A close inspection of the data plotted in Fig. 4 b shows that spin labels positioned at sites of hydrophobic residues (L253, V256, and I260 in helix 1; L315 and V318 in helix 3; and F346, V351, and I354 in helix 4) have larger Φ-values (indicating lesser/greater accessibility to NiEDDA/O2), consistent with these positions being oriented toward the lipid membrane. Sites of hydrophilic residues (N255 and S258 in helix 1; S316, T319, and S320 in helix 3; and D348 and S352 in helix 4) are characterized by smaller Φ-values, consistent with greater solvent exposure. Interestingly, the helical arrangement of amino acids in helix 1 shows a shift of approximately one residue between the K19 fragment and the FL tau352 protein (Fig. 4 b, upper and lower leftmost panels). This might be a result of experimental uncertainty or might result from the influence of regions of the FL protein that are not present in the K19 fragment. In either case, the region in question clearly adopts an amphipathic helical structure in both contexts.

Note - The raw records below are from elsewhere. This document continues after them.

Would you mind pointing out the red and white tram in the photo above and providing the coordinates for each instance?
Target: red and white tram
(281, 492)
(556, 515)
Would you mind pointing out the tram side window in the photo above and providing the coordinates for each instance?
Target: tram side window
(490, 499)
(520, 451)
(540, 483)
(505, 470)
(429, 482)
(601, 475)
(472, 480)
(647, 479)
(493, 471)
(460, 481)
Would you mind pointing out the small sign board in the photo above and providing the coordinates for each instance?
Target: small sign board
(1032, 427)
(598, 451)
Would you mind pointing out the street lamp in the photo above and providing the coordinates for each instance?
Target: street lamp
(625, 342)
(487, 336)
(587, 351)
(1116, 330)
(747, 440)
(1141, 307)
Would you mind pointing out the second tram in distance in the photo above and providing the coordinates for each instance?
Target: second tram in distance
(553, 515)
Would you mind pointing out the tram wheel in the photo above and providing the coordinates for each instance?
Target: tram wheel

The helices in the tau MBD repeats are located at the membrane surface and do not penetrate deeply into the lipid bilayer

We noted that the entire set of CW-ESR nitroxide spectra possess nearly identical line shapes (Fig. 3). This observation points to similar dynamic properties among all spin-labeled residues. A coarse estimate of the dynamic properties of a spin-labeled site can be obtained from the inverse width of the central line in the CW-ESR nitroxide spectrum (ΔH0−1) (63). Values of ΔH0−1 for all recorded CW-ESR spectra in both K19 and FL tau fall into a narrow range of 0.3–0.37 Gauss−1, which is considerably larger than values typically observed for substantially immobilized spin-labeled residues in transmembrane helices (61). The observed values thus indicate a lack of significant spin-label immobilization and therefore are consistent with the helical segments being positioned on the membrane surface without penetrating deeply into the bilayer. Similar behavior was observed for spin-labeled residues in the membrane-bound region of human α-synuclein (53).

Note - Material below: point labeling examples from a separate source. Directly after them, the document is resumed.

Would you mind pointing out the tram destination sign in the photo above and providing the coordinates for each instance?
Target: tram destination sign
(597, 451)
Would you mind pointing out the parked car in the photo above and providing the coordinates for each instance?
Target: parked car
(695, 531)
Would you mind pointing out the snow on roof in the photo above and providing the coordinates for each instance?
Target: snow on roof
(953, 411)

The Π(O2) data (Fig. 4 a) provide further support for the conclusion that the tau K19 helices are positioned at the membrane surface. The measured values for O2 accessibility exhibit a relatively flat pattern that is only weakly sensitive to the expected orientation of a given site toward the membrane or the solvent. This suggests a similar level of exposure to O2 for all sites, which is less consistent with complete burial of membrane-facing sites in the spin label in the O2-rich hydrocarbon region of the membrane, and instead is more consistent with these sites being positioned largely in the headgroup region of the membrane, which is expected to have an O2 content that is more similar to that present in the surrounding aqueous solvent (64).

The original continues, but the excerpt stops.